Gesellschaft | Sprache

"Wo ist die Südtiroler Identität?"

Silba Staffler ist 19 Jahre alt. Aufgewachsen in Brüssel, mit Eltern verschiedener Sprache. Sie sagt: "Ich habe viele Heimaten, viele Identitäten - und ich genieße es."

Frau Staffler, Sie sind jetzt 19 Jahre alt, sprechen vier Sprachen fließend.  Mehrsprachig zu sein ist für Sie Normalität?

Ja. Meine Mutter ist Französin, mein Vater ist aus Südtirol, seine Muttersprache ist Deutsch. Ich bin in Brüssel geboren, bin aber jeden Sommer nach Bozen gekommen. Aufgewachsen bin ich also mit Französisch und Deutsch. Als ich sechs war, bin ich dann nach Rom gezogen mit meinen Eltern.

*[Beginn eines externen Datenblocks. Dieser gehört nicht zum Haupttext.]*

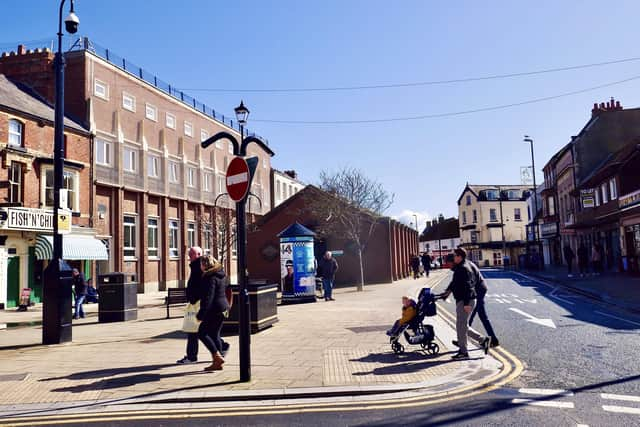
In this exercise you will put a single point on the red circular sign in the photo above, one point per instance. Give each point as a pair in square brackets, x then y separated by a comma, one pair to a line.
[237, 179]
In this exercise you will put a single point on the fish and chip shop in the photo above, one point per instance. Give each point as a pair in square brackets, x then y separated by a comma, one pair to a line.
[26, 246]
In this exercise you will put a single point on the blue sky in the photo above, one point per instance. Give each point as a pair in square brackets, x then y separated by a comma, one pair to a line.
[202, 45]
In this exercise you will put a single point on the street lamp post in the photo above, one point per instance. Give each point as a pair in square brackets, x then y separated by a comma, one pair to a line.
[55, 328]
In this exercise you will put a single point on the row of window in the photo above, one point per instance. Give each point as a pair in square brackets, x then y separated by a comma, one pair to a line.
[130, 238]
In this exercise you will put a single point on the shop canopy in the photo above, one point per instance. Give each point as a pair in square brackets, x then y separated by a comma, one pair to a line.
[73, 248]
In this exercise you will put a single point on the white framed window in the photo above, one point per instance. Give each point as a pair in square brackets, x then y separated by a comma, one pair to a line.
[191, 234]
[153, 166]
[70, 182]
[100, 89]
[103, 152]
[613, 190]
[16, 133]
[174, 230]
[170, 120]
[191, 177]
[152, 238]
[129, 236]
[151, 112]
[173, 172]
[129, 160]
[188, 128]
[128, 102]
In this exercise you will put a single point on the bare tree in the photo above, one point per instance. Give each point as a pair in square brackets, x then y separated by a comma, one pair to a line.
[353, 208]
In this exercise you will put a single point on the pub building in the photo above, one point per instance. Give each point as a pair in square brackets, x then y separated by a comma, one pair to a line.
[26, 194]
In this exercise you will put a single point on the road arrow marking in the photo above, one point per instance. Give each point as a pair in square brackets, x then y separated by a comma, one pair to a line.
[533, 319]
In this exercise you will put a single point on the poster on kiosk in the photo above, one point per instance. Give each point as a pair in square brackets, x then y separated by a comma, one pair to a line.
[297, 266]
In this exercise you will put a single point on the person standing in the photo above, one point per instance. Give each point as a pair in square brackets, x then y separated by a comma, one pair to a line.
[213, 306]
[568, 257]
[80, 289]
[463, 289]
[328, 267]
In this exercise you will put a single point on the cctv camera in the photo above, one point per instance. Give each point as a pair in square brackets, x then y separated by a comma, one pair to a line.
[71, 23]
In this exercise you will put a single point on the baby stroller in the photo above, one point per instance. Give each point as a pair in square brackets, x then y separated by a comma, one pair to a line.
[423, 335]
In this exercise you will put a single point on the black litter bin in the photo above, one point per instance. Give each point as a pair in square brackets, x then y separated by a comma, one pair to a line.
[118, 297]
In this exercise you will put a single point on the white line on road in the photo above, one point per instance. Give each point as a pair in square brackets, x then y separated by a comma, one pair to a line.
[620, 397]
[618, 318]
[545, 391]
[621, 409]
[546, 403]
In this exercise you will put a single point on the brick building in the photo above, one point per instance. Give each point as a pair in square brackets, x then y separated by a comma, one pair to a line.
[386, 258]
[155, 191]
[26, 193]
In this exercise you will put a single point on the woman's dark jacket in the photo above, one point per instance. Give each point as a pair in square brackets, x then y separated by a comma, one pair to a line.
[214, 300]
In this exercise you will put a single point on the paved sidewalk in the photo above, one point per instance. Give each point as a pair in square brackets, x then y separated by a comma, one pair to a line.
[615, 288]
[323, 347]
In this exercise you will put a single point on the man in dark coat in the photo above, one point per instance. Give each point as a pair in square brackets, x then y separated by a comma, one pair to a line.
[463, 288]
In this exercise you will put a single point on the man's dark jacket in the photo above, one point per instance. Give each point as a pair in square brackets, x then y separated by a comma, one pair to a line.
[463, 284]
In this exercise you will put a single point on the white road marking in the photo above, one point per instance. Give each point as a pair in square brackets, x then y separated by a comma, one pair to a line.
[618, 318]
[621, 409]
[545, 391]
[620, 397]
[546, 403]
[529, 318]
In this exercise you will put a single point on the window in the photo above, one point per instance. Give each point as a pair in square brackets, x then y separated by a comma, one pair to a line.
[16, 129]
[15, 182]
[151, 112]
[173, 172]
[103, 152]
[605, 199]
[152, 238]
[173, 238]
[170, 121]
[129, 238]
[128, 102]
[191, 177]
[100, 89]
[69, 183]
[153, 166]
[188, 129]
[129, 160]
[191, 234]
[613, 190]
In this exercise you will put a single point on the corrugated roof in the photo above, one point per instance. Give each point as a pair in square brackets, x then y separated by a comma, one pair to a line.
[20, 98]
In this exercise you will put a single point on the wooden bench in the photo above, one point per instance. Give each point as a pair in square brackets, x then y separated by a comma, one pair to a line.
[176, 296]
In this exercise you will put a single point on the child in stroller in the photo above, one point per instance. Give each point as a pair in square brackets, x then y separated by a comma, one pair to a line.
[423, 335]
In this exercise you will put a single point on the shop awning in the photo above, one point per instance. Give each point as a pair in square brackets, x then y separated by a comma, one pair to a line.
[73, 248]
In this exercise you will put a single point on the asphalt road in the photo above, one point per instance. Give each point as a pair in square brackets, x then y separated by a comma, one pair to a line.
[581, 369]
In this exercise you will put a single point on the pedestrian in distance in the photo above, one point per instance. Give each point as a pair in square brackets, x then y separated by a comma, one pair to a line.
[213, 308]
[463, 290]
[568, 257]
[583, 260]
[426, 263]
[80, 290]
[327, 268]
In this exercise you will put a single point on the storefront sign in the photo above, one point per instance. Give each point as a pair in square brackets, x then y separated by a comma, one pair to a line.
[33, 219]
[588, 198]
[629, 200]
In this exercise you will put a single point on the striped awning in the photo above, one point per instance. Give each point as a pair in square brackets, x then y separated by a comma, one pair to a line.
[73, 248]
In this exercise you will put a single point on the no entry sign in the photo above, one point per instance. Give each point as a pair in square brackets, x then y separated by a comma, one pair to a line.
[238, 179]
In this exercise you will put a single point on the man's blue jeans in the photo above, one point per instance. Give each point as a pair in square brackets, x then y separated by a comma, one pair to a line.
[78, 307]
[327, 284]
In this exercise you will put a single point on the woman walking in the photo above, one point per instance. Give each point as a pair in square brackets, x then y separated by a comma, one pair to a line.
[212, 309]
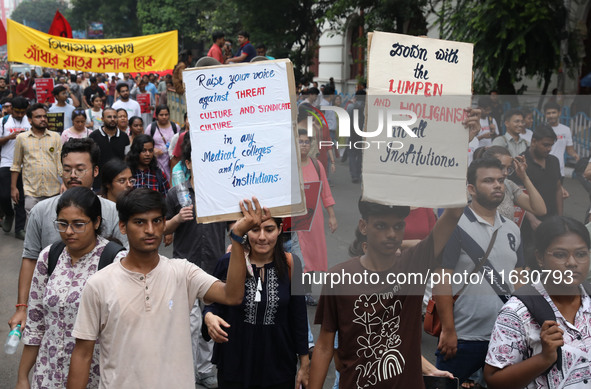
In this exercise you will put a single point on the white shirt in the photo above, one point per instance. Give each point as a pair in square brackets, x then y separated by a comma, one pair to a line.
[10, 127]
[564, 138]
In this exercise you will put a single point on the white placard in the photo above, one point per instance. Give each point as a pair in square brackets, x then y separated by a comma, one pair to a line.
[432, 78]
[242, 128]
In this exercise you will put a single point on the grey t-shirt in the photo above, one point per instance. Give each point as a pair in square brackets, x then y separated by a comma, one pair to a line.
[41, 231]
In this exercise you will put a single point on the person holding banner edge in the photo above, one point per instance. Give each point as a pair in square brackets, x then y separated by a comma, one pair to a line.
[380, 234]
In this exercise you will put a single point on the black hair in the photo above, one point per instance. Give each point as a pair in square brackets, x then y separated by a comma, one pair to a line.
[20, 102]
[121, 85]
[367, 209]
[279, 257]
[85, 199]
[543, 130]
[512, 112]
[495, 152]
[32, 108]
[479, 164]
[133, 156]
[186, 147]
[78, 112]
[552, 105]
[217, 35]
[133, 119]
[57, 90]
[109, 171]
[82, 145]
[557, 226]
[160, 107]
[139, 200]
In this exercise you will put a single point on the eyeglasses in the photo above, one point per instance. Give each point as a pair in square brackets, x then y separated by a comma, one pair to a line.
[581, 256]
[508, 170]
[122, 181]
[79, 172]
[77, 227]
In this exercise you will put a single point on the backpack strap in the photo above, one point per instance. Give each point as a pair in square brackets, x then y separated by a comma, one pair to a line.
[54, 253]
[540, 311]
[317, 167]
[109, 253]
[289, 258]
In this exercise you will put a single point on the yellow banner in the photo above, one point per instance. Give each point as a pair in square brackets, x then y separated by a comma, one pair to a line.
[137, 54]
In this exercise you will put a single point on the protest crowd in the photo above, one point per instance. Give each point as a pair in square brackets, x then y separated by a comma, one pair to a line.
[96, 180]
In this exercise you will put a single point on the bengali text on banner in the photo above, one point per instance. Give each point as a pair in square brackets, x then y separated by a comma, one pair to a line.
[136, 54]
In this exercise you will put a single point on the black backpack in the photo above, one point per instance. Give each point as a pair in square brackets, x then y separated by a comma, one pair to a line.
[107, 256]
[541, 311]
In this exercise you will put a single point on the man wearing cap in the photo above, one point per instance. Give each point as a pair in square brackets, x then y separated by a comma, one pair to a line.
[62, 107]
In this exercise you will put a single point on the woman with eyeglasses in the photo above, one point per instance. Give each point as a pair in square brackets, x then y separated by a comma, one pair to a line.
[144, 167]
[531, 201]
[78, 129]
[116, 179]
[555, 354]
[95, 113]
[53, 300]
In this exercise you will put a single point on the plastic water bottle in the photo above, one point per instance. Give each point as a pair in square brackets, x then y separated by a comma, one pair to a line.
[14, 338]
[183, 194]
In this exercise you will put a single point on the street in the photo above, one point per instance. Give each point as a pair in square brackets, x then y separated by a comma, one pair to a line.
[346, 196]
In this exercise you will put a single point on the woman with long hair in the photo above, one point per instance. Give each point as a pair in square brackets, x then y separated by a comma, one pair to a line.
[116, 179]
[554, 354]
[78, 129]
[143, 165]
[54, 298]
[270, 327]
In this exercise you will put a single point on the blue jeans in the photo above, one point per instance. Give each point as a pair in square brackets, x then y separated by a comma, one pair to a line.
[469, 358]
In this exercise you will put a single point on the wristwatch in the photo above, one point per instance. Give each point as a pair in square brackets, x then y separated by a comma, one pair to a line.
[237, 238]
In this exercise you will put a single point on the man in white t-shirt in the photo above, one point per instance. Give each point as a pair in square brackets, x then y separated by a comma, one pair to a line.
[131, 106]
[564, 141]
[13, 125]
[488, 124]
[138, 308]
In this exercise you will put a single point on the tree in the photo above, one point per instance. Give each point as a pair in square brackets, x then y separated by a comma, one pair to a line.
[38, 14]
[511, 39]
[118, 16]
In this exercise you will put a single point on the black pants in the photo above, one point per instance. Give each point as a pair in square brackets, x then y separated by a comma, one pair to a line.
[223, 384]
[6, 201]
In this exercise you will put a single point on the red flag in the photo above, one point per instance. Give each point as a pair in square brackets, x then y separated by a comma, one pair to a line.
[2, 34]
[60, 26]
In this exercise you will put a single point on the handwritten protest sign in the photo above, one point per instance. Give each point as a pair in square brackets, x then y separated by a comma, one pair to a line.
[242, 119]
[55, 121]
[44, 88]
[135, 54]
[415, 143]
[143, 100]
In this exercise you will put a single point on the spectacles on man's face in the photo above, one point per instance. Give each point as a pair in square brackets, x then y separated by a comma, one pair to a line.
[77, 227]
[561, 256]
[79, 172]
[122, 181]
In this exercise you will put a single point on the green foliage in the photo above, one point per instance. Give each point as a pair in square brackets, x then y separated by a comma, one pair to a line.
[118, 16]
[157, 16]
[511, 39]
[38, 14]
[401, 16]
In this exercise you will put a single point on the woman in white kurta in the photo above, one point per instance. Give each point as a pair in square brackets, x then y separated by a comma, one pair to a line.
[53, 299]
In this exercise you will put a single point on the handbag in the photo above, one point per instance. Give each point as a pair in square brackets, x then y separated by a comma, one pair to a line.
[432, 322]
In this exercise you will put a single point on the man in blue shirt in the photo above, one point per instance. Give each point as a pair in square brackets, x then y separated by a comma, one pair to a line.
[246, 51]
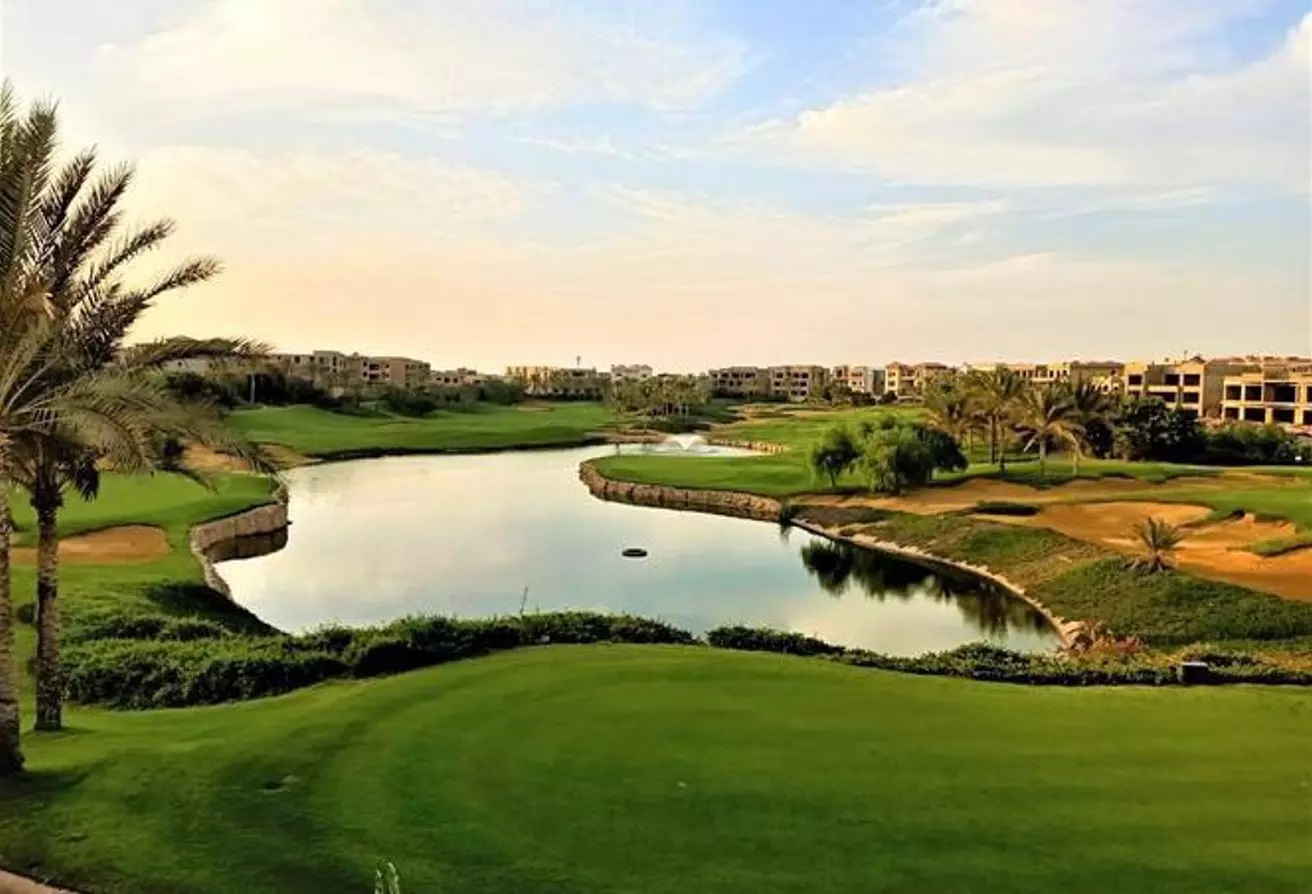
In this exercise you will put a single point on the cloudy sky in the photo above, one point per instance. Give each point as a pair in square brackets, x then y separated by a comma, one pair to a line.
[706, 181]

Da kam dann eine dritte Sprache dazu?

Ja, ich bin in eine Art italienischen Kindergarten gegangen. Der war zweisprachig: Italienisch und Französisch. In zwei Monaten habe ich Italienisch gelernt, nach anderthalb Jahren sind wir dann wieder nach Brüssel zurückgegangen. Und ich bin auf eine Europäische Schule gekommen.

Wie kann man sich eine Europäische Schule vorstellen?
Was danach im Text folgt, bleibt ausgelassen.